If there were air raids—and Brimpton Wych, like every other village in England, was convinced it would be the special target of every German airman—-would that church plate be secure in the somewhat antiquated safe in the vestry? In case of fire caused by an incendiary bomb, Mr. Longden doubted if that safe would give full protection. Ralph was quite sure it would give very little protection. He suggested the bank; but the difficulty was that the plate was often required for early service, and would indeed be as frequently out of the bank's strong room as in it. As for buying an alternative set, well, Ralph knew the difficulty there was going to be in meeting the next instalment due on the new heating system. But, Mr. Longden pointed out hesitatingly, the Wych Estate office had a fairly new, very large, reputedly fire-proof safe, bought by the old land agent before his death and before Ralph took over the work, and occasionally now referred to by Ralph as a ‘white elephant'. There had of course been more need for it in former days, but at present when nearly all rents and payments were settled by cheque, there was seldom any large sum of cash in the office over night. Consequently the safe was often half empty, and was chiefly used for keeping books and papers. In office hours, it generally stood open, as in fact it did now. His attention drawn to it, Ralph agreed that the church plate could quite well be stored there, if and when that doubtful ‘emergency' did arrive.

Naturally it would be necessary for Mr.

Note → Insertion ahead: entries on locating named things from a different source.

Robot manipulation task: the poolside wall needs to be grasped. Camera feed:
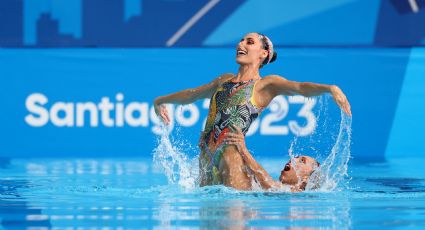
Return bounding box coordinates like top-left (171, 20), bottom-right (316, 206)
top-left (0, 0), bottom-right (425, 161)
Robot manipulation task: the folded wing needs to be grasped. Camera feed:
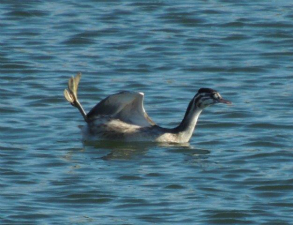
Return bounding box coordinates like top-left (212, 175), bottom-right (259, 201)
top-left (87, 91), bottom-right (155, 126)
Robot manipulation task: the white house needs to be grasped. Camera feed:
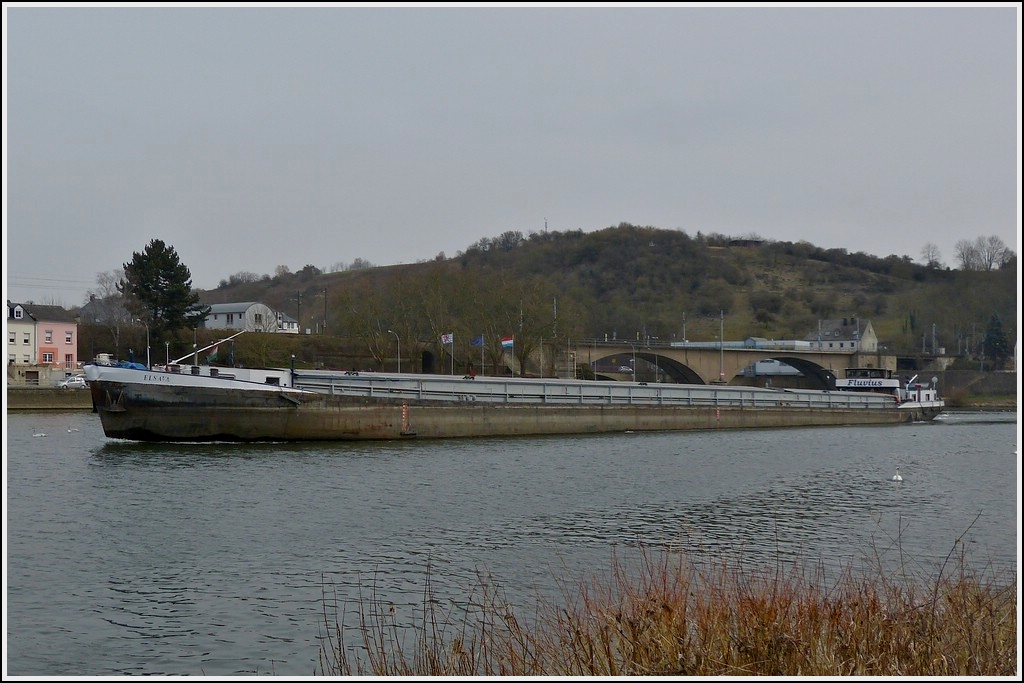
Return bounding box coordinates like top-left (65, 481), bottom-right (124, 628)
top-left (203, 301), bottom-right (279, 332)
top-left (278, 310), bottom-right (299, 335)
top-left (804, 317), bottom-right (879, 353)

Longden to have keys both for the outer door of the office and for the safe itself. For the safe there were only three keys in existence, one on Ralph's bunch and two in the bank. One of these Ralph promised Mr. Longden should have if the need arose, and he got up to show how the lock worked. It was a somewhat early form of the combination lock, and required to be set in one special way before the key would turn. Mr. Longden, guiltily conscious of how often he managed to mislay his own keys, wondered timidly if the verger could have a third key to the safe, as he had a duplicate key to the vestry safe. But that idea did not much appeal to Ralph, who thought it was one thing to trust the vicar and quite another to let the verger have office and safe keys. Mr. Longden took out his own keys and looked at them sorrowfully, and Ralph suggested that instead, when the time came, of putting the office and safe keys with these others so frequently lost, he should wear them on a string round his neck.